New technology aims for simple, low-power IoT manufacturing – (WIW)
New technology aims for simple, low-power IoT manufacturing – (WIW)
TDK’s new BLE-enabled module and software platform is part of the company’s efforts to revolutionize sensor-based devices with AI.
The 29- January 2024 For industrial users, settings, digital control of machine operation can be made easier with a new solution and sensor from electronic component company TDK Oyj.
The company offers a Smart Sensing Platform that enables faster deployment of Internet of Things (IoT) devices or other wireless sensing technology.
The company launched its Bluetooth-connected I3 device with cutting-edge AI capability for Industrial Internet of Things. It captures sensor data and shares and infers data wirelessly, but requires little power because it can send important data only when it is needed. The company presented new products at CES.
Smarter than sensors
TDK’s main activities are divided into three main groups: ICT (information and communication technology), automotive industry and industry and energy. In these groups, one of the technological solutions consists of IoT-based sensors that measure conditions and share data through wired or wireless connections.
“We’re focused [primarily] on making our sensors smarter,” says Jim Tran, CEO of TDK USA, and part of that effort is edge computing. “When we say edge, [in this case] we really mean the edge – the sensor itself.”

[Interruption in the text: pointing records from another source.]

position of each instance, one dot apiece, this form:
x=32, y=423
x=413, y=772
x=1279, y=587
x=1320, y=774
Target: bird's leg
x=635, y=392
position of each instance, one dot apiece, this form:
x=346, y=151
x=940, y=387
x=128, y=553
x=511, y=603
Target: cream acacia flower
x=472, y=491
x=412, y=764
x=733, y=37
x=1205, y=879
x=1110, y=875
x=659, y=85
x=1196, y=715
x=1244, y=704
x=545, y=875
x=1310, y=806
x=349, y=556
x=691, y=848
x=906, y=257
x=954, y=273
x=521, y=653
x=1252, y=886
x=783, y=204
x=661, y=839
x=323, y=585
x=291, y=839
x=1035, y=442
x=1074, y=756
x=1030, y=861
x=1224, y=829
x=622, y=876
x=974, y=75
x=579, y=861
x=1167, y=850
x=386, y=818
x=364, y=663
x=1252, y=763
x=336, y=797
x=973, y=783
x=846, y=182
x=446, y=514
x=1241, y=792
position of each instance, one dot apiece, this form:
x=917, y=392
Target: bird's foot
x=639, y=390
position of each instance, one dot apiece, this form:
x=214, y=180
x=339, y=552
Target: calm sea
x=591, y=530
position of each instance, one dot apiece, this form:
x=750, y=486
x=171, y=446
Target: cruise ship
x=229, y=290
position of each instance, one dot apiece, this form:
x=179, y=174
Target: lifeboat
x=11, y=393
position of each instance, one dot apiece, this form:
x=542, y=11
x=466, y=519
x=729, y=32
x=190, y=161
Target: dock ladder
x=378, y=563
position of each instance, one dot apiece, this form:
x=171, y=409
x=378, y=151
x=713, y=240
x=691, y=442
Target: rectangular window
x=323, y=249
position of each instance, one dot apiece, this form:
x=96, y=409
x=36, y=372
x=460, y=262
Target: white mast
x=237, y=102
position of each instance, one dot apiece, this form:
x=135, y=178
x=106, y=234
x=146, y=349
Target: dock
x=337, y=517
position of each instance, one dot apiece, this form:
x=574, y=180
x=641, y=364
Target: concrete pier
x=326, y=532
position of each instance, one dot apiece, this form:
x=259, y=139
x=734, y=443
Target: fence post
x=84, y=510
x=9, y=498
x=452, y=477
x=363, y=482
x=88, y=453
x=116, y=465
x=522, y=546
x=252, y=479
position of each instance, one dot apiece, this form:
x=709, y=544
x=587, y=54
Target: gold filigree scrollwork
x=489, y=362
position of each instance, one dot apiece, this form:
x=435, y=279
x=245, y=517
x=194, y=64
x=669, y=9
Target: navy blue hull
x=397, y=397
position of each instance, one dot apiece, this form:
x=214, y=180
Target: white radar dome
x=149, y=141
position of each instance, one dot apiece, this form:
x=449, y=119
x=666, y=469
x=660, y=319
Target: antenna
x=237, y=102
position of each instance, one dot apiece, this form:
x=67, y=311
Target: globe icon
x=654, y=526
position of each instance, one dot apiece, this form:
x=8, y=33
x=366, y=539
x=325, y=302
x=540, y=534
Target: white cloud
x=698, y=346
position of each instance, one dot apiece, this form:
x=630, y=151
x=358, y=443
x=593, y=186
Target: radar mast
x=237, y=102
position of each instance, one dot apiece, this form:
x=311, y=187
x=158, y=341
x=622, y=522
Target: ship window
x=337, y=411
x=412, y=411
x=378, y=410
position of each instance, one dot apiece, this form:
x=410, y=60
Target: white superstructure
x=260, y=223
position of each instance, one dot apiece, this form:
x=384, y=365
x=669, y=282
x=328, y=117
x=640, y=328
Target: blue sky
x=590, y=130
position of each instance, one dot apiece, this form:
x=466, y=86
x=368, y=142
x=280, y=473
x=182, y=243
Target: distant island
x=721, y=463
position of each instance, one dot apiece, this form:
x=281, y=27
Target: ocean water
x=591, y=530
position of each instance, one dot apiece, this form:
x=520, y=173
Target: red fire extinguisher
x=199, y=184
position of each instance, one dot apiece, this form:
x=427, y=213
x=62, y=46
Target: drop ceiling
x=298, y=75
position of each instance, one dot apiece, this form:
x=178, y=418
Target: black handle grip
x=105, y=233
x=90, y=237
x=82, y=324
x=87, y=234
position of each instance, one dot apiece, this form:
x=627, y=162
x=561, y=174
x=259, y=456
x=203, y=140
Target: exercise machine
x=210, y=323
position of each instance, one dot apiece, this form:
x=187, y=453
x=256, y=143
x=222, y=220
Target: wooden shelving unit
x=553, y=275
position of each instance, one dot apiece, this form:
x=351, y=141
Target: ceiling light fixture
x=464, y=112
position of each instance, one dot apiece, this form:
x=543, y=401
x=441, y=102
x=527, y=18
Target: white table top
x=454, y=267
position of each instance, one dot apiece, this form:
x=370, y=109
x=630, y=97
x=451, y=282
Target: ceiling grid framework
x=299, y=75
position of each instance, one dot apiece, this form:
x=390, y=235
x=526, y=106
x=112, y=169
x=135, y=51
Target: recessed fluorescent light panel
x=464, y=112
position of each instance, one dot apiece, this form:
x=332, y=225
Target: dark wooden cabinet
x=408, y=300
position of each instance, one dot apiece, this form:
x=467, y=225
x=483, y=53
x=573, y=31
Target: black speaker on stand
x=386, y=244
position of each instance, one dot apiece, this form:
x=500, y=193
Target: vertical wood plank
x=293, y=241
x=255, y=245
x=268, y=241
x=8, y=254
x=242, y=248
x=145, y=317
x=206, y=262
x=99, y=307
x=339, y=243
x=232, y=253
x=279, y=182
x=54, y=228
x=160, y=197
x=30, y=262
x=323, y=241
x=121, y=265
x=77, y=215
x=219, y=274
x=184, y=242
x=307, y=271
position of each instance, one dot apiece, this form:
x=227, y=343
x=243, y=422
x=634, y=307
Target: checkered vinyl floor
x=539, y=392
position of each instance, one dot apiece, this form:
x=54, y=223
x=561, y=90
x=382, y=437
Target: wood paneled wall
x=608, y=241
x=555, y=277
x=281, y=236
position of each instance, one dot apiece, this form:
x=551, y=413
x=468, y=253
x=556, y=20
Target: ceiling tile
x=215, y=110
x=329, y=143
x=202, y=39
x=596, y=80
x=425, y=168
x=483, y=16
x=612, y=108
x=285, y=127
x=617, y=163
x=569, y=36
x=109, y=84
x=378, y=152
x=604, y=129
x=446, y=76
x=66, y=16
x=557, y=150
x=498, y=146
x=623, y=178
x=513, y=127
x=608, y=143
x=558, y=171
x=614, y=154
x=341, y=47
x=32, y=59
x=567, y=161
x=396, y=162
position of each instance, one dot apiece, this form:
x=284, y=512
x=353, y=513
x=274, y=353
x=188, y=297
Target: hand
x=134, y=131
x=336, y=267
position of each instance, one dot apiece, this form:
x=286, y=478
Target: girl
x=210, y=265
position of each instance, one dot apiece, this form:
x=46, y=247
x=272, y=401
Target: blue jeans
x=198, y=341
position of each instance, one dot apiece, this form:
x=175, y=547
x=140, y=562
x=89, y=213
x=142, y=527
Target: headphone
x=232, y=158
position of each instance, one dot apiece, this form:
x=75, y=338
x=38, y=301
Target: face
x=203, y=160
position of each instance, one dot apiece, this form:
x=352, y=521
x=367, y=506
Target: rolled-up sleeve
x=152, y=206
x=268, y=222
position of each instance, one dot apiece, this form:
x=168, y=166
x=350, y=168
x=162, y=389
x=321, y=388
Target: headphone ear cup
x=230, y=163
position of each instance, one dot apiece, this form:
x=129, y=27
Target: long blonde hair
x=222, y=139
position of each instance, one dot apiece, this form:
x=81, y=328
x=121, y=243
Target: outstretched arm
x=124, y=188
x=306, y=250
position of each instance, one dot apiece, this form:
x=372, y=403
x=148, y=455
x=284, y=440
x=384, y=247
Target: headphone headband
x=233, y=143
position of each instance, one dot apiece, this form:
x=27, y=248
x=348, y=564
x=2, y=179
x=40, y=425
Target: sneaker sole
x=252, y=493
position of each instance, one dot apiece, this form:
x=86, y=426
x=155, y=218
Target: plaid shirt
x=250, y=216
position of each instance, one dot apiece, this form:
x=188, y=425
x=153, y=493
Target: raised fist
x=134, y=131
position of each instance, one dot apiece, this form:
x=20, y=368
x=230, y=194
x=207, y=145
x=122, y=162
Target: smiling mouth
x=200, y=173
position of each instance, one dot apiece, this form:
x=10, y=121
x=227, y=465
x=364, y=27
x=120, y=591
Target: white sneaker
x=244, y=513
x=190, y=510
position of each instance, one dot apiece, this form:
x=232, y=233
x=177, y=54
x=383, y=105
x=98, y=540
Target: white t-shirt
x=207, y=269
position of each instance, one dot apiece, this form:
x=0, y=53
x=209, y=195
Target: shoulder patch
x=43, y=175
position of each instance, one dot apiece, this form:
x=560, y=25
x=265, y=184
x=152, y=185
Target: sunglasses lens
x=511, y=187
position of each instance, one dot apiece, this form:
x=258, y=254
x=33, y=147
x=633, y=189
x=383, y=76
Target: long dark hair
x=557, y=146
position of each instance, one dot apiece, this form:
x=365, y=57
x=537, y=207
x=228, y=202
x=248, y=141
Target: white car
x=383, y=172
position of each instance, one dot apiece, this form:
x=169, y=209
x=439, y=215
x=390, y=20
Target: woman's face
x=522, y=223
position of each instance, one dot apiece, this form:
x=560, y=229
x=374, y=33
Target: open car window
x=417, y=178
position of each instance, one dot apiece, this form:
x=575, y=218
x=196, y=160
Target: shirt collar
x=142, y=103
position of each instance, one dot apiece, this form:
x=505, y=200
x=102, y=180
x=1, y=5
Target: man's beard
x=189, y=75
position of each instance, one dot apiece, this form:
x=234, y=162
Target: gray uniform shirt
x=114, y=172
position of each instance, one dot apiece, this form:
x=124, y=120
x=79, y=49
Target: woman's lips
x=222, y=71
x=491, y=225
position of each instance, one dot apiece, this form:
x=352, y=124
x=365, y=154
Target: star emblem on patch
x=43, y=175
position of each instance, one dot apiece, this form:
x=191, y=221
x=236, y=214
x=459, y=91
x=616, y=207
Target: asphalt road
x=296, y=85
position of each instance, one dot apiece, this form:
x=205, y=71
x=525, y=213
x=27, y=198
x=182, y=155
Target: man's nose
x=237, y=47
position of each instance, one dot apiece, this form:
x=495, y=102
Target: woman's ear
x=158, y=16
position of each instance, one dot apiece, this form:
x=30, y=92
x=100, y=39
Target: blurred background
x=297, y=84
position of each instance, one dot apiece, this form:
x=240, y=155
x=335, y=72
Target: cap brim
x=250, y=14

As a result, the company created its own SmartEdge machine learning algorithm that connects to the motion sensor inside the device to detect movement and send it accordingly. When the device is stationary, it can remain in sleep mode.
Low Power I3 Sensor
Tran notes that most wearable technology includes a motion sensor. Traditionally, devices process motion data with a processor or other separate hardware to determine what the motion means.
TDK engineers have created an alternative where a machine learning algorithm can detect motion patterns at the sensor level to determine if additional data processing is required. In this way, the device can be very low power.
The company calls the resulting technology “absorption currents”, or micro-droplets of energy, needed to monitor conditions in new devices.
The I3 module, approximately the size of a quarter, is a performance product for electronic device developers focused on machine condition measurement. It has a built-in BLE beacon for industrial networks.
SmartEdge Algorithm
A complete solution enabling the latest low-power IoT deployments is the TDK Smart Sensing Platform, which includes sensors and software with AI, connectivity and cloud computing. The goal is to make deployment easier and smoother with always-on interactive apps and services. The solution uses the company’s SmartEdge AI algorithms.
Algorithms allow users to perform machine learning at the edge using specific sensor characteristics, such as vibration profile or temperature requirements, to determine what is happening and when data should be sent to the server.
Users can connect TDK I3 or other IoT sensors to machines in a factory or industrial area, which will then start monitoring the sound, vibration or temperature data emitted by each machine. Devices can then use the Bluetooth network to transfer data to a Wi-Fi hotspot when needed.
However, the system should only send relevant data to the cloud. TDK’s smart edge platform infers certain conditions before sending data.
Easy integration with a smaller design
For developers building AI into a sensor, the process requires several steps, says Tran.
“You have to be able to make this algorithm very small for the least amount of memory, cost and latency,” he said.
He adds that the next step is for AI engineers to write an algorithm for each deployment and, in some cases, each sensor device or device monitored by the device.
To that end, TDK recently acquired Qexo, a Carnegie Mellon spin-off company that created software tools to simplify the process.
A set of machine learning algorithms
In most cases, engineers or programmers must model and code in C or C++ code in Python, using trained domain experts who understand the data to make these annotations. However, AI engineers can bypass several processes with this technique. When using the TDK solution, the sensor can use any of 18 machine learning algorithms designed for edge detection.
Programmers choose an algorithm, convert it to machine code, and then upload it to the sensor. They then connect the sensor to the machine and start tracking the data.
Transforming Manufacturing for Industry 4.0
“We believe this type of solution is really necessary to scale Industry 4.0,” says Tran. Companies that have adopted the technology, such as factories using smart sensors, as well as solution providers that license the TDK tool and create their own extreme AI products.
“We’re focused on using this tool with our devices like the I3 and making factories truly digital,” says Tran, adding that this is a way to democratize IoT and AI solutions.
The goal is for companies to implement the solution without hiring external engineers.
Self-development
This is how some companies can develop their Internet of Things solution without external experts. “They can do it themselves, which simplifies everything dramatically,” said David Almoslino, the company’s director of marketing.
Last year, Procter and Gamble announced that they are using the tool for their product development, which the company says will reduce the development time of AI algorithms. They did not say how they will use the technology specifically.
Technology helps companies better manage conditions at customers’ sites as well. For example, companies that sell or lease equipment used in production facilities can identify potential problems. In the event of a breakdown, they have access to troubleshooting before service personnel arrive.